How should they decide? Who should they listen to?
Do you want City Council’s decision based on “gut feel?” Do you think they should decide based on special interests? Or should they decide based on the law/standards/intent of Brookhaven zoning code?
Many of us believe that “gut-based” decisions and pandering to concentrated and monied interests have no place in this process. And, the community is counting on the City to follow the data and the established procedure to uphold the law. What will we get if they do? Smart development.
So many people and interests angling for the ears of our government. You might be wondering: who is saying what?
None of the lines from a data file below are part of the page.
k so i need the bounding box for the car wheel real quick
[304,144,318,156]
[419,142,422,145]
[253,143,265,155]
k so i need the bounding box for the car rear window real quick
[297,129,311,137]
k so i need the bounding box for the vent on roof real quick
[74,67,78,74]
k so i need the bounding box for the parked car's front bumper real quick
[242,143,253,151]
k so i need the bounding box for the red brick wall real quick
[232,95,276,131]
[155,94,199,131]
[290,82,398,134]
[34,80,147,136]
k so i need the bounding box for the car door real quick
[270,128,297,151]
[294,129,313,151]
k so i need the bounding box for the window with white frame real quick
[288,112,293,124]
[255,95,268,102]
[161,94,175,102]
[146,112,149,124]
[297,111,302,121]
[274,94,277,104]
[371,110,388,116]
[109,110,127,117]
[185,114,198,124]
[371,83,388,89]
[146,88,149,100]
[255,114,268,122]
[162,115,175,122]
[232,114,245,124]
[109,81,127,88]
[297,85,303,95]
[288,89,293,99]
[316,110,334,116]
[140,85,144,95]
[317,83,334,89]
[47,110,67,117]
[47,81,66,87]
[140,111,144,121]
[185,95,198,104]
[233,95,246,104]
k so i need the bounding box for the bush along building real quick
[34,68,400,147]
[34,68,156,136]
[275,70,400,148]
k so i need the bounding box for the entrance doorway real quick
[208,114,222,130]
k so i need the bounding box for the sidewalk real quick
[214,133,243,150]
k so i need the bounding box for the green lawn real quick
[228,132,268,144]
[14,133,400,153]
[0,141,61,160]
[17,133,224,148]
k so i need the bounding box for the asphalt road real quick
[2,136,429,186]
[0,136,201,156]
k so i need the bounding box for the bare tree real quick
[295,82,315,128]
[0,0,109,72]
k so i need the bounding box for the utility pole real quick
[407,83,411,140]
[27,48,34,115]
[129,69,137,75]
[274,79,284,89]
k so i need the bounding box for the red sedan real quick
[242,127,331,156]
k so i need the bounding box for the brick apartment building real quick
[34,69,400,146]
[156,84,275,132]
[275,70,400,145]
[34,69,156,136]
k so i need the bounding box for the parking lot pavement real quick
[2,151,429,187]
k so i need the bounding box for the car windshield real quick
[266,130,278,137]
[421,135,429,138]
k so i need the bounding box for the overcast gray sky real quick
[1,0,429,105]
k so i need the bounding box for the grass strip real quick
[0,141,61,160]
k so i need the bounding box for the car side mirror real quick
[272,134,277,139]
Let’s review:
- The Applicant is asking for approval of a project that has no diversity in housing options (It is strictly apartments and retail), and they are asking for a density of 56 units per acre. That’s an important number to remember: the applicant claims the economics just won’t work for anything less than this density.
- Supporters of the Developer, have argued for approval of their proposed plan as is. These supporters consist of another developer, an investor, a real estate friend, an office park neighbor, and one resident. Their broken-record refrain is that we must approve this application or good developers will never want to build in Brookhaven. Turn a developer away from one of the hottest areas in Atlanta and no one else will come calling: Brookhaven will be stuck with inferior development. One Developer supporter has gone as far as to ask for an open records request following the Planning Commission meetings, apparently because he couldn’t believe ordinary citizens could put together such a compelling case against the proposal and in favor of lower density.
- The City Development Department (a.k.a. The City Staff) says to approve the application with conditions and hold the density to 45 units per acre. A number they feel is a fair compromise.
- The Planning Commission voted 5-1 for denial based on the fact that the applicant said they wished to push forward for the 56 units per acre as they claimed had not had time to assess the City Staff’s recommendation of 45 units per acre.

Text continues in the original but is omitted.